Inflation and interest rate increases were one of the main topics dominating the beginning of 2022. Headlines are now been dominated by Russia’s invasion of Ukraine, which began on 24 February is a humanitarian and economic crisis which has implications for the global economy. We’ve seen how the equity market has been negatively impacted by this humanitarian crises as well as how volatility has increased and the market moving can move to safe haven assets it now has . Oil prices have also surged, reaching the highest price levels since 2008 and exacerbating the inflation headline number. All U.S. sectors in February declined except for the energy sector which benefited from the steep increases in oil and gas prices; Europe equities market also underperformed mainly due to their reliance on Russia’s energy products.
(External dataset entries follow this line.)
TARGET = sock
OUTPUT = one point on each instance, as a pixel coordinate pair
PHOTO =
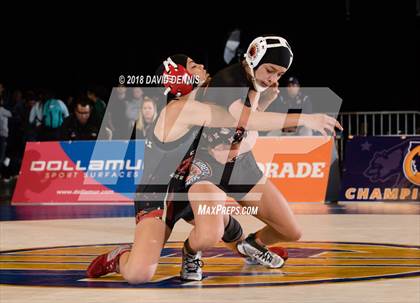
(188, 248)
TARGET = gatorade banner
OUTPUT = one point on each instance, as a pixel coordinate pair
(106, 172)
(381, 169)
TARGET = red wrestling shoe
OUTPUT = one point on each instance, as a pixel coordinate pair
(106, 263)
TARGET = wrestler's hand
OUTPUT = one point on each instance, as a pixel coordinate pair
(270, 94)
(223, 153)
(321, 123)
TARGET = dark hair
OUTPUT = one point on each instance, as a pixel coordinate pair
(82, 101)
(178, 59)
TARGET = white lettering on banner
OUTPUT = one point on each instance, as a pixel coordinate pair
(93, 165)
(293, 170)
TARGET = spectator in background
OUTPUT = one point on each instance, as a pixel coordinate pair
(134, 105)
(80, 125)
(35, 115)
(29, 128)
(4, 132)
(54, 111)
(295, 101)
(146, 118)
(68, 100)
(118, 120)
(99, 106)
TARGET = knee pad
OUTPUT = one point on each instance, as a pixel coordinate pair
(145, 210)
(233, 231)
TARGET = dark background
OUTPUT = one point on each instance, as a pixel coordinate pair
(367, 53)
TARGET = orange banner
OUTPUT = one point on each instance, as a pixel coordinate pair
(298, 166)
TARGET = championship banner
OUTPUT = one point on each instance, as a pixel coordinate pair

In terms of the portfolio, the best stock performers for the month were Arena Reit which was up 8.2%, Cincinnati Financial up 4.2% and Nintendo Co. up 4%. While the worst performers were Paypal down 35.7% and HelloFresh down 13.6%- both stocks have been sold out of the fund . PayPal reported great numbers for FY21 and Q4 FY21, but disappointment came in with their forward guidance. Overall, for the year net revenue was up 18% year-on-year to $25.4bn due to the growth in TPV (Total Payment Volume is the value of payments which have gone through their platform) has gone up by 33% to $1.25trn and their total active accounts increased by 48.9 million to 426 million. Management said that they had to close 4.5 million accounts as people were trying to take advantage of the company’s rewards and incentive programs, as a result they had to lower their guidance for net new accounts additions which disappointed the market. Furthermore, the company is only expecting revenue growth of 6% for Q1 FY22, which is way lower than the revenue growth rate of 31% that they had in Q1 FY21. The company will now be undergoing a transitional period where they’ll focus more on quality than quantity i.e., they’ll spend money on high-value accounts to increase engagement than trying to aggressively attract new customers. HelloFresh released their FY21 and missed market expectations. The company’s sales growth was lower than FY20 results but still reported high revenue growth of 60% to €5.99bn but due to high operating costs and an increase in their tax expense, net income declined by 31% to €256.3m. The company has been spending a lot on marketing to grow their digital platform as the projected profit contributions from customer cohort analysis is higher than customer acquisitions. Since 2018 they’ve been growing their meal kit brands through acquiring the niche competitors and they’re still growing their international presence, with U.S. being their largest market share. HelloFresh and its competitors saw high growth rate numbers during the start of the pandemic, but the boxed meal kits sector can be seen as fragile as dining out and travelling picks up.

Predicting anything in this market is risky, especially with so much uncertainty which has created volatility in the market. The fund has decreased its equity exposure in favour of large cash balances mostly in US Dollars and making up approximately 52 % of the overall Fund. Our long-term strategy looks promising and we are looking beyond the noise to entrance points in stocks we have in our watchlist.